# Legend of Zelda: Ocarina of Time or Final Fantasy VII



## androidmuppet (Sep 14, 2013)

Which one did you think was the best game of all time.


----------



## Furious George (Sep 14, 2013)

Oh boy.....


----------



## Deathbringerpt (Sep 14, 2013)

Neither.

That was easy.


----------



## Reyes (Sep 14, 2013)

Stop making these types of threads.


----------



## Furious George (Sep 14, 2013)

I actually do think that Ocarina of Time is the best game ever made (that I played, anyway), but I'm a relic of the older generation. Probably the last guy that still says that.  

This thread is 2 generations too late.


----------



## Linkdarkside (Sep 14, 2013)

Legend of Zelda: Ocarina of Time it was the best back then bujt today there others game that i like more.


----------



## Yagura (Sep 14, 2013)

A Link to the Past > Ocarina of Time


FF6 > FF7


----------



## Akimichi Farley (Sep 14, 2013)

The list is near the bottom, I find this project amusing. I assume all 155 are exceptional titles, for their era if nothing else.


----------



## DaKakz (Sep 14, 2013)

Furious George said:


> I actually do think that Ocarina of Time is the best game ever made (that I played, anyway), but I'm a relic of the older generation. Probably the last guy that still says that.
> 
> This thread is 2 generations too late.




I too thought that I was the only one who still considered OOT the best game of all time, until I read your message here. lol

*virtual brofist*


----------



## eluna (Sep 14, 2013)

This is gonna suck,but I choose FF7


----------



## Aruarian (Sep 14, 2013)

A better question would be 'which is the most over-rated of the two'. That would be FFVII.


----------



## Nuuskis (Sep 15, 2013)

Well this is easy for me to choose since I have never played any Final Fantasy games.  But Ocarina of Time is indeed my favorite Zelda.

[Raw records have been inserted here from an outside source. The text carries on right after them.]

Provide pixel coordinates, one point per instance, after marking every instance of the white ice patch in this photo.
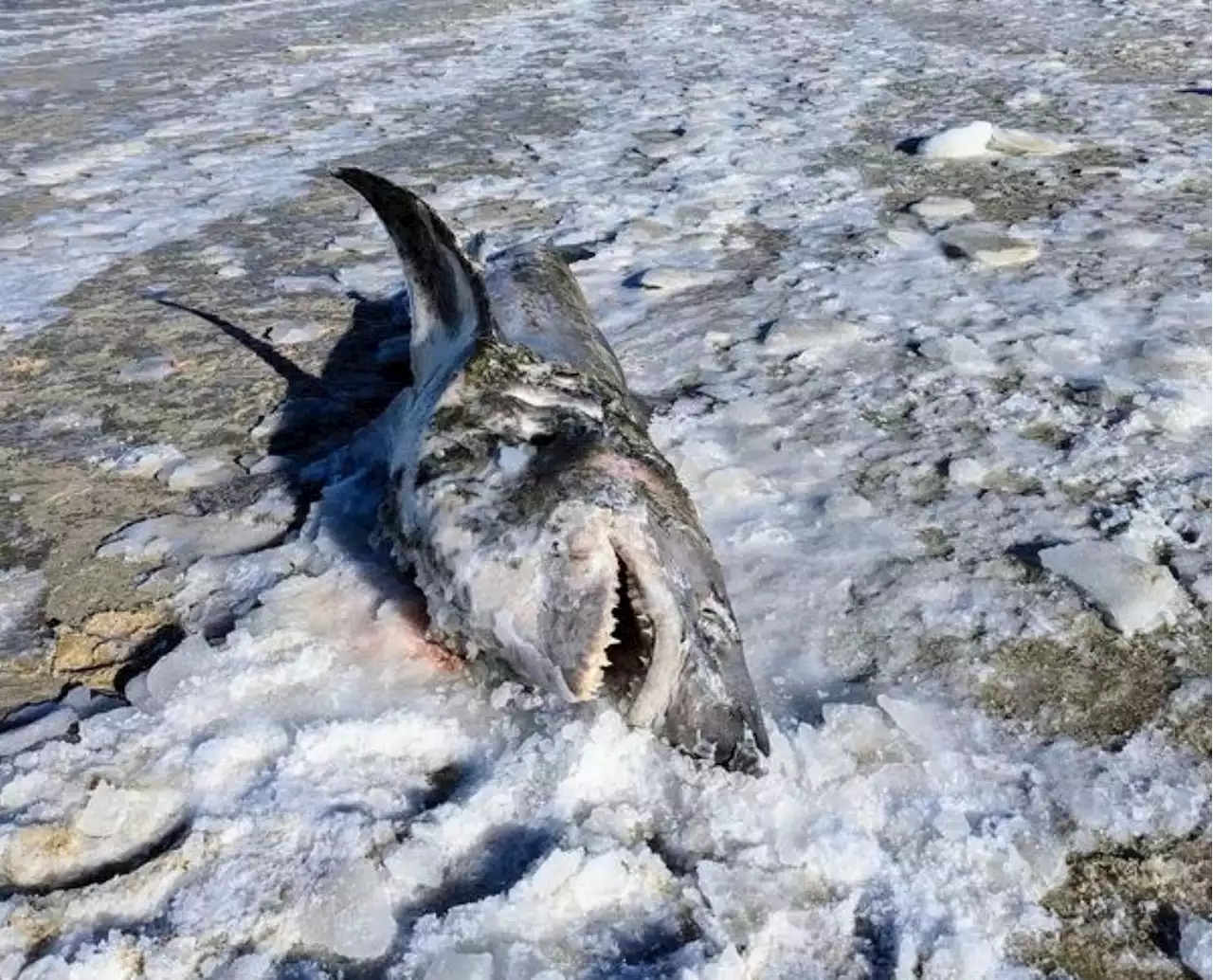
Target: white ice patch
(1135, 595)
(867, 433)
(21, 593)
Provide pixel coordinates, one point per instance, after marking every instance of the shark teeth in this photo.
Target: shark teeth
(622, 651)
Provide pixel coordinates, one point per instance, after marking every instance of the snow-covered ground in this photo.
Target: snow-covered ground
(953, 458)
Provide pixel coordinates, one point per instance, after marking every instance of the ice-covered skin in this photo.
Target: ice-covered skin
(540, 520)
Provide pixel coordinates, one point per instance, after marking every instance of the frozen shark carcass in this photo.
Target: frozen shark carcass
(525, 495)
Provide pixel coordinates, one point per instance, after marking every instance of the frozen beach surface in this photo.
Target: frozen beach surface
(922, 296)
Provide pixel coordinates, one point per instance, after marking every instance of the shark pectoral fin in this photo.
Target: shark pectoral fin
(447, 302)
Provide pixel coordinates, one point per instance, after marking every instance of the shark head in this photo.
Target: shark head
(540, 520)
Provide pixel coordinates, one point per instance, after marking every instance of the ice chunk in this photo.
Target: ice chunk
(147, 461)
(965, 354)
(114, 826)
(1134, 595)
(146, 370)
(462, 967)
(1027, 143)
(990, 247)
(349, 914)
(51, 725)
(943, 209)
(1196, 946)
(208, 471)
(185, 538)
(674, 279)
(288, 333)
(21, 593)
(960, 142)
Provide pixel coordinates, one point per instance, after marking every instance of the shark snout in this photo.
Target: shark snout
(659, 645)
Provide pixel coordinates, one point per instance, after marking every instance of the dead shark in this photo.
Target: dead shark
(528, 499)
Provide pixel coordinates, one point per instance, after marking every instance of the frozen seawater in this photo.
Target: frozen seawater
(1134, 594)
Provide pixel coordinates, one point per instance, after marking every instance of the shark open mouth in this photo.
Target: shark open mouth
(638, 667)
(629, 653)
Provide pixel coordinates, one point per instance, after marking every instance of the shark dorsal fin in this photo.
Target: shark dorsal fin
(447, 301)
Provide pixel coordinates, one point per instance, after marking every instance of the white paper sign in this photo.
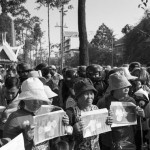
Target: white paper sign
(123, 114)
(16, 144)
(95, 122)
(48, 126)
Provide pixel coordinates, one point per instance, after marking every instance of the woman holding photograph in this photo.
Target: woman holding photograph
(31, 98)
(84, 95)
(120, 138)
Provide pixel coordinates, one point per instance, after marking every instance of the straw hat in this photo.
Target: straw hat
(37, 74)
(33, 89)
(126, 73)
(142, 93)
(83, 85)
(49, 92)
(117, 81)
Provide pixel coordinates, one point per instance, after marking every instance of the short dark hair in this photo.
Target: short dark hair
(11, 82)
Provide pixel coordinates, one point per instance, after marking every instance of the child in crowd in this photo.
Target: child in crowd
(84, 96)
(120, 138)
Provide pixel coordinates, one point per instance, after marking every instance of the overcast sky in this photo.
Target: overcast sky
(114, 13)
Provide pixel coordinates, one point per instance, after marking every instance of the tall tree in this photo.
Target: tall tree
(83, 43)
(100, 48)
(11, 6)
(103, 38)
(37, 37)
(51, 4)
(137, 42)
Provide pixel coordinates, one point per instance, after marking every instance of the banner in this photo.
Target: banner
(48, 126)
(15, 144)
(123, 114)
(95, 122)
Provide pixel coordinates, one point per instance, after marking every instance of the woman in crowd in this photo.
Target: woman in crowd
(21, 121)
(120, 137)
(84, 95)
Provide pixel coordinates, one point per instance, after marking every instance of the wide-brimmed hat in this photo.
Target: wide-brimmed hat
(52, 67)
(142, 93)
(49, 92)
(37, 74)
(126, 73)
(33, 89)
(82, 85)
(117, 81)
(23, 67)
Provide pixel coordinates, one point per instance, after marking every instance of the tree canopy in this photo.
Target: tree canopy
(11, 6)
(137, 42)
(100, 48)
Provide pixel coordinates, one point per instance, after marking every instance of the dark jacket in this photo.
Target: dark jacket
(119, 137)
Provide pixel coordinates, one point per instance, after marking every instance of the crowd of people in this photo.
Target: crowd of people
(23, 90)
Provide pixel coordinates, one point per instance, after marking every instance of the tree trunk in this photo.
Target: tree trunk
(83, 44)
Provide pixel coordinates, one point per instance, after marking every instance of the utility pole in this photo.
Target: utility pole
(62, 13)
(62, 36)
(112, 46)
(49, 44)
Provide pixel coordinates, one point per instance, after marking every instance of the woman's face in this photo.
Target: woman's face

I think it was voted for the best videogame ever in some Guiness World Records aswell.


----------



## dream (Sep 15, 2013)

_Majora's Mask_ > _Ocarina of Time_

Between the two games listed I would probably say that OoT was the superior game in many regard, it certainly was enjoyable for me.


----------



## Utz (Sep 15, 2013)

Ocarina of Time, only because that was like the best moment of my childhood aside from watching DBZ when I got home from school.


----------



## Nep Nep (Sep 15, 2013)

Oooo you know I actually didn't like FF7 that much. 

I'll have to go with Zelda OoT.


----------



## Unlosing Ranger (Sep 15, 2013)

OoT


Hangat?r said:


> A better question would be 'which is the most over-rated of the two'. That would be FFVII.



Aye.


----------



## Canute87 (Sep 15, 2013)

Don't know which is the best but i played ocarina about 8 times.

FF i played about twice.


----------



## Doom85 (Sep 15, 2013)

I actually prefer IX over VII, and WW, TP, and ALttP over OoT. But between the two, FF VII.


----------



## Toph (Sep 16, 2013)

My choice would definitely be Legend of Zelda: Ocarina of Time. Whereas I love Final Fantasy VII, I acknowledge the game being overhyped by plenty of FF fans. FFVII's immediate predecessor and successors is deeply overshadowed by that game.


----------



## Gnome (Sep 17, 2013)

Videogames suck.




Am I hip yet?


----------



## Toph (Sep 17, 2013)

Gnome said:


> Videogames suck.
> 
> 
> 
> ...



*Pats* Yes you are my friend, yes you are...


----------



## Xiammes (Sep 17, 2013)

Best game of all time? Neither.

Which do I prefer? FFVII without a doubt.


----------